Chapter 2: Data Collection and Preprocessing¶

Before we can train a language model, we need data — lots of it. In this chapter, we'll cover how to collect text data, clean it, and convert it into a format our model can understand through tokenization.

Data Collection¶

For our tiny LLM, we'll use a small text corpus. In practice, LLMs are trained on massive datasets (hundreds of gigabytes to terabytes), but for learning purposes, we'll work with a manageable dataset.

Sources of Text Data¶

Common sources for training language models include:

Books (Project Gutenberg — public domain literature)
Wikipedia articles
Web crawls (Common Crawl)
Code (GitHub repositories)
News articles, scientific papers, etc.

For this tutorial, we'll create a simple data loader that reads plain text files. You can use any text data you like — a few megabytes of text is enough for our tiny model.

Sample: Loading Text Data¶

# src/data_preprocessing.py (excerpt)

def load_text_data(file_paths):
    """Load and concatenate text from multiple files."""
    texts = []
    for path in file_paths:
        with open(path, 'r', encoding='utf-8') as f:
            texts.append(f.read())
    return '\n'.join(texts)

Text Cleaning¶

Raw text data is often messy. We need to clean it before tokenization:

Common Cleaning Steps¶

Normalize Unicode: Convert fancy quotes, dashes, etc. to standard ASCII equivalents
Remove or replace special characters: HTML tags, URLs, email addresses
Normalize whitespace: Collapse multiple spaces/newlines
Lowercase (optional — depends on your design)

import re
import unicodedata

def clean_text(text):
    """Basic text cleaning for LLM training data."""
    # Normalize unicode characters
    text = unicodedata.normalize('NFKC', text)

    # Remove HTML tags
    text = re.sub(r'<[^>]+>', '', text)

    # Normalize whitespace (collapse multiple spaces/newlines)
    text = re.sub(r'\s+', ' ', text)

    # Strip leading/trailing whitespace
    text = text.strip()

    return text

Design Decision

We choose not to lowercase the text, because case carries meaning (e.g., "Apple" vs "apple"). Modern LLMs preserve case information.

Tokenization¶

Tokenization is the process of converting raw text into a sequence of integers (token IDs) that the model can process.

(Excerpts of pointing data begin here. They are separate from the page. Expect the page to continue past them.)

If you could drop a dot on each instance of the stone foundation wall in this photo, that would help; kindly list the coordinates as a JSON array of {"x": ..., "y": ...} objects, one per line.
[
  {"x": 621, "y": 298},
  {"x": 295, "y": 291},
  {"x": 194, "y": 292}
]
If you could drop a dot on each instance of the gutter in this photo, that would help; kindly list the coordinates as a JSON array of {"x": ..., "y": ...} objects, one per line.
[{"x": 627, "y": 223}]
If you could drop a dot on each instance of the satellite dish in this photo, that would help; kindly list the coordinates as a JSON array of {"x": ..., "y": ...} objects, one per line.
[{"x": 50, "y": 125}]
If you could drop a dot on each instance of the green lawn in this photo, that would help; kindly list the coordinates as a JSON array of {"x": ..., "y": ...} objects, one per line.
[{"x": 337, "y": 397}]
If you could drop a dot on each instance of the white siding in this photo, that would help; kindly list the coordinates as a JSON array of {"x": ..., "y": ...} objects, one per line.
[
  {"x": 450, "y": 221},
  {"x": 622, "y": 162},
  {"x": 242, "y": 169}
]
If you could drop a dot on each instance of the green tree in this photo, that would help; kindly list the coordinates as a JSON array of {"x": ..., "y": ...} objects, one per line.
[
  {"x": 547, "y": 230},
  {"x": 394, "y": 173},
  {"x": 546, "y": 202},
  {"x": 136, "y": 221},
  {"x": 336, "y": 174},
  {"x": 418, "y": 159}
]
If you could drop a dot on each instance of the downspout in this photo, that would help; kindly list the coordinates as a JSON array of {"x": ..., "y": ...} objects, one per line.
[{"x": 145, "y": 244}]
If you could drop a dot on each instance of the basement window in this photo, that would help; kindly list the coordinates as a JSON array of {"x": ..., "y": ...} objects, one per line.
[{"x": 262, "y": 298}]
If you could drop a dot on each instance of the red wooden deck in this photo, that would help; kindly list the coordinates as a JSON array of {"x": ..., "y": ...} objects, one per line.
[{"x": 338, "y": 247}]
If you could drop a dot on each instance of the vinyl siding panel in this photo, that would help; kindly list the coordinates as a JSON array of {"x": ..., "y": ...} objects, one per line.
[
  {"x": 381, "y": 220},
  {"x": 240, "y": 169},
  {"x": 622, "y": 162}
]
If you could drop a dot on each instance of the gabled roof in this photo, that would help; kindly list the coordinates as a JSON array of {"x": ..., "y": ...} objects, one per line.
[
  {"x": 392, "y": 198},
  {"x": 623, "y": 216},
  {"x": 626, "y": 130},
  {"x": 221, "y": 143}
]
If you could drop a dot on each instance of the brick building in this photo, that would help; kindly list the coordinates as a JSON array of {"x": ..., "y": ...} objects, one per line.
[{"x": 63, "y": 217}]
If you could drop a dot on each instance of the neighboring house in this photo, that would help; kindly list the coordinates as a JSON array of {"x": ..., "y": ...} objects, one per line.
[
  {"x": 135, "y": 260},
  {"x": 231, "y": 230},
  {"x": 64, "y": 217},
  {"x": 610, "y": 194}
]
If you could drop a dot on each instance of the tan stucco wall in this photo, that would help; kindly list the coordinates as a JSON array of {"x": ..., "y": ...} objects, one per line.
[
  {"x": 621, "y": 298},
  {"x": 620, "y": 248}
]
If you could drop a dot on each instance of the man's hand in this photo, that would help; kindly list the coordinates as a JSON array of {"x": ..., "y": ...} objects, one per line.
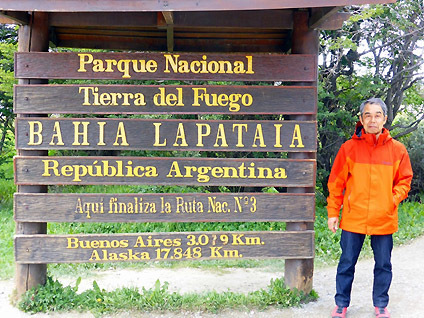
[{"x": 333, "y": 224}]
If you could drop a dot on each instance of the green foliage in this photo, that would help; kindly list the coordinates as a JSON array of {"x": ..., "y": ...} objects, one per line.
[
  {"x": 415, "y": 146},
  {"x": 53, "y": 296}
]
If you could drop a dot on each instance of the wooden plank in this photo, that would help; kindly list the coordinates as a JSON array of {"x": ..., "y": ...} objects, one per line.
[
  {"x": 181, "y": 44},
  {"x": 164, "y": 171},
  {"x": 190, "y": 66},
  {"x": 164, "y": 207},
  {"x": 165, "y": 134},
  {"x": 171, "y": 5},
  {"x": 11, "y": 17},
  {"x": 256, "y": 19},
  {"x": 88, "y": 99},
  {"x": 162, "y": 246}
]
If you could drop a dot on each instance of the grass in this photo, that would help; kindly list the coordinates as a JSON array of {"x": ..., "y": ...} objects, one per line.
[{"x": 56, "y": 297}]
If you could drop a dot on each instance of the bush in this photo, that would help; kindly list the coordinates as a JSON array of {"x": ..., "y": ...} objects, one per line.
[{"x": 415, "y": 146}]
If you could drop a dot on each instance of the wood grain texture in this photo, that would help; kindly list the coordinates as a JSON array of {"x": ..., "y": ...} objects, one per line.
[
  {"x": 264, "y": 67},
  {"x": 164, "y": 207},
  {"x": 171, "y": 5},
  {"x": 117, "y": 99},
  {"x": 164, "y": 171},
  {"x": 165, "y": 134},
  {"x": 88, "y": 248}
]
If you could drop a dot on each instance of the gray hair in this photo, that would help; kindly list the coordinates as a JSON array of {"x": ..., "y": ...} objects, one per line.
[{"x": 377, "y": 101}]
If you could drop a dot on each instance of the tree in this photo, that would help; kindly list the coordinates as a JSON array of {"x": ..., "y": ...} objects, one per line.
[{"x": 378, "y": 53}]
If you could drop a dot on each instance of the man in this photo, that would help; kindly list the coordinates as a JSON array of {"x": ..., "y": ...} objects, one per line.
[{"x": 371, "y": 175}]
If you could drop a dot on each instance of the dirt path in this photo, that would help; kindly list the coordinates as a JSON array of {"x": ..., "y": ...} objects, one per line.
[{"x": 406, "y": 293}]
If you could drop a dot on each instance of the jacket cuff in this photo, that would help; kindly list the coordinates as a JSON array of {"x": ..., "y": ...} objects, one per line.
[{"x": 332, "y": 212}]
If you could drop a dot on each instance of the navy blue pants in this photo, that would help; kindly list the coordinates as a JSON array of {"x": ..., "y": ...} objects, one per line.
[{"x": 351, "y": 244}]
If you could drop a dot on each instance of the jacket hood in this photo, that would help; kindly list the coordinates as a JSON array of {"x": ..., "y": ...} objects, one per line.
[{"x": 360, "y": 134}]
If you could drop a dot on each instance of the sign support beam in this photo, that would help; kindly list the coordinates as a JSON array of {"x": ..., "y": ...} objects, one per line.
[{"x": 299, "y": 272}]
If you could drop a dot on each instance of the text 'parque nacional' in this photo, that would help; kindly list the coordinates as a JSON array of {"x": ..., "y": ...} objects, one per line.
[{"x": 172, "y": 64}]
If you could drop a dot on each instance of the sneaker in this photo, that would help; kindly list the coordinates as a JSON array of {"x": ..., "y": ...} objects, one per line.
[
  {"x": 339, "y": 312},
  {"x": 381, "y": 312}
]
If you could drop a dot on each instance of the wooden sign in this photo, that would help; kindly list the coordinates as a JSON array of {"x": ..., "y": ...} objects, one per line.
[
  {"x": 41, "y": 249},
  {"x": 171, "y": 99},
  {"x": 153, "y": 134},
  {"x": 164, "y": 207},
  {"x": 167, "y": 66},
  {"x": 164, "y": 171}
]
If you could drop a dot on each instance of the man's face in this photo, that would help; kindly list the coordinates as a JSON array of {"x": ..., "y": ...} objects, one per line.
[{"x": 373, "y": 119}]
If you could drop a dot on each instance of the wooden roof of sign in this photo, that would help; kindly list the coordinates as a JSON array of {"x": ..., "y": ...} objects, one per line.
[{"x": 180, "y": 25}]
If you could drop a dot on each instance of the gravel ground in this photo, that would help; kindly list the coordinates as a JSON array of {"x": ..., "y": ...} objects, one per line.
[{"x": 406, "y": 296}]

Why Not Just Use Characters or Words?¶

Approach	Pros	Cons
Character-level	Small vocabulary, handles any word	Very long sequences, hard to learn
Word-level	Semantically meaningful	Huge vocabulary, can't handle unknown words
Subword (BPE)	Balanced vocabulary, handles rare words	Slightly more complex

We'll use Byte-Pair Encoding (BPE), the same approach used by GPT-2 and many other LLMs.

How BPE Works¶

BPE starts with individual characters and iteratively merges the most frequent pair of adjacent tokens:

Start with a vocabulary of all individual characters
Count all adjacent pairs in the training corpus
Merge the most frequent pair into a new token
Repeat steps 2–3 until the desired vocabulary size is reached

Example:

Corpus: "low lower lowest"

Step 0: Characters → ['l', 'o', 'w', ' ', 'e', 'r', 's', 't']
Step 1: Most frequent pair ('l', 'o') → merge into 'lo'
Step 2: Most frequent pair ('lo', 'w') → merge into 'low'
Step 3: Most frequent pair ('e', 'r') → merge into 'er'
...

Implementing BPE from Scratch¶

Here's our complete BPE tokenizer implementation:

# src/tokenizer.py

class BPETokenizer:
    """Byte-Pair Encoding tokenizer built from scratch."""

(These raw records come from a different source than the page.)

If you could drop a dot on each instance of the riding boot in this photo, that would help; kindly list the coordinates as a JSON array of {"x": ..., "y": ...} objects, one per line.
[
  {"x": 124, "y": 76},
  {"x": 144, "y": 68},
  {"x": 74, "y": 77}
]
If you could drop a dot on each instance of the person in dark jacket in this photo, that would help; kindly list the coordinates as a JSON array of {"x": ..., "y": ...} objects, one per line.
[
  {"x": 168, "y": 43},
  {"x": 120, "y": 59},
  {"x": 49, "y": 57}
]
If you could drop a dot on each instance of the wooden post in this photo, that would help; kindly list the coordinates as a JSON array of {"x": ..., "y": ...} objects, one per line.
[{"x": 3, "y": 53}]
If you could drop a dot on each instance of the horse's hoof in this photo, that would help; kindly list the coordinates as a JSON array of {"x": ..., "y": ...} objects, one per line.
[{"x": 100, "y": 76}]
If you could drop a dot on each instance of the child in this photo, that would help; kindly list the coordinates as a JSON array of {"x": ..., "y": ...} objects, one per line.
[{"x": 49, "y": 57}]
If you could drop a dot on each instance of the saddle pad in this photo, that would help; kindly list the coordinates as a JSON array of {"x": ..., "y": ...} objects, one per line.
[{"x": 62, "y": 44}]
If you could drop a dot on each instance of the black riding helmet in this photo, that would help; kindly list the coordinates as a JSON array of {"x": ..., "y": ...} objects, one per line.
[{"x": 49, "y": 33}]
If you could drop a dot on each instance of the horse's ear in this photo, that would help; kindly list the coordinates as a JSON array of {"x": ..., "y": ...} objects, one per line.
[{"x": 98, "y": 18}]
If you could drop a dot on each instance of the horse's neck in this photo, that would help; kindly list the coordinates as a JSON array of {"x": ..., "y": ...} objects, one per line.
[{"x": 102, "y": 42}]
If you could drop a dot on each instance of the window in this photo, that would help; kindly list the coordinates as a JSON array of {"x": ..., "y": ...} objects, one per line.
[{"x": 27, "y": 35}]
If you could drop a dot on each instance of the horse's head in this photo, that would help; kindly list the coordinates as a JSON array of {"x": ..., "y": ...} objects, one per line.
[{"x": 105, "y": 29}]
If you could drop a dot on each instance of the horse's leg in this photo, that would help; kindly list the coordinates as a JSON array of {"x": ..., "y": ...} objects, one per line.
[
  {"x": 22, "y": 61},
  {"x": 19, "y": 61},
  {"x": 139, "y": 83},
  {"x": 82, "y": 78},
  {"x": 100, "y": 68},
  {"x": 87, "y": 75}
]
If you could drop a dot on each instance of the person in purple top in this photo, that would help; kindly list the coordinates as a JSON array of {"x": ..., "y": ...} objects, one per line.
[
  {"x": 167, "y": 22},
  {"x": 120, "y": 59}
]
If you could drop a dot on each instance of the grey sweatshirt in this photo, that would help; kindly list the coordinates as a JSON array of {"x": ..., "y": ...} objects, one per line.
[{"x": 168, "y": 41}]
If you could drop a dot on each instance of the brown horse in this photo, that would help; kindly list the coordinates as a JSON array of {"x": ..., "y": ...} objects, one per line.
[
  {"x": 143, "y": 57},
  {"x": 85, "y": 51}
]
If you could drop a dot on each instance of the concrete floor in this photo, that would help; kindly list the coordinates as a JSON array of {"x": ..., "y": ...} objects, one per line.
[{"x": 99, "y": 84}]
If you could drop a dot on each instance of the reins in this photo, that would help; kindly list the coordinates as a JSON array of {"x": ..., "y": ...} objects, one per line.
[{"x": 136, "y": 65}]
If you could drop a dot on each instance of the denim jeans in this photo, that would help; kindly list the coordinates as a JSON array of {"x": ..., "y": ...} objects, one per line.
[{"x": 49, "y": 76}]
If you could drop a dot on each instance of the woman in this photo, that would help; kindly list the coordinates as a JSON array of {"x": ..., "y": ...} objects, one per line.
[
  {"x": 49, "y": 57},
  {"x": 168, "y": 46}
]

    def __init__(self, vocab_size=5000):
        self.vocab_size = vocab_size
        self.merges = {}       # (pair) -> merged token
        self.vocab = {}        # token_id -> token_string
        self.inverse_vocab = {} # token_string -> token_id

    def _get_pair_counts(self, token_sequences):
        """Count frequency of all adjacent token pairs."""
        counts = {}
        for seq in token_sequences:
            for i in range(len(seq) - 1):
                pair = (seq[i], seq[i + 1])
                counts[pair] = counts.get(pair, 0) + 1
        return counts

    def _merge_pair(self, token_sequences, pair, new_token):
        """Merge all occurrences of a pair in the sequences."""
        new_sequences = []
        for seq in token_sequences:
            new_seq = []
            i = 0
            while i < len(seq):
                if i < len(seq) - 1 and (seq[i], seq[i + 1]) == pair:
                    new_seq.append(new_token)
                    i += 2
                else:
                    new_seq.append(seq[i])
                    i += 1
            new_sequences.append(new_seq)
        return new_sequences

    def train(self, text):
        """Train the BPE tokenizer on the given text."""
        # Start with character-level tokens
        # Pre-tokenize by splitting on whitespace (keep spaces as prefix)
        words = text.split(' ')
        token_sequences = []
        for word in words:
            if word:
                # Add space prefix (like GPT-2)
                token_sequences.append(list(' ' + word))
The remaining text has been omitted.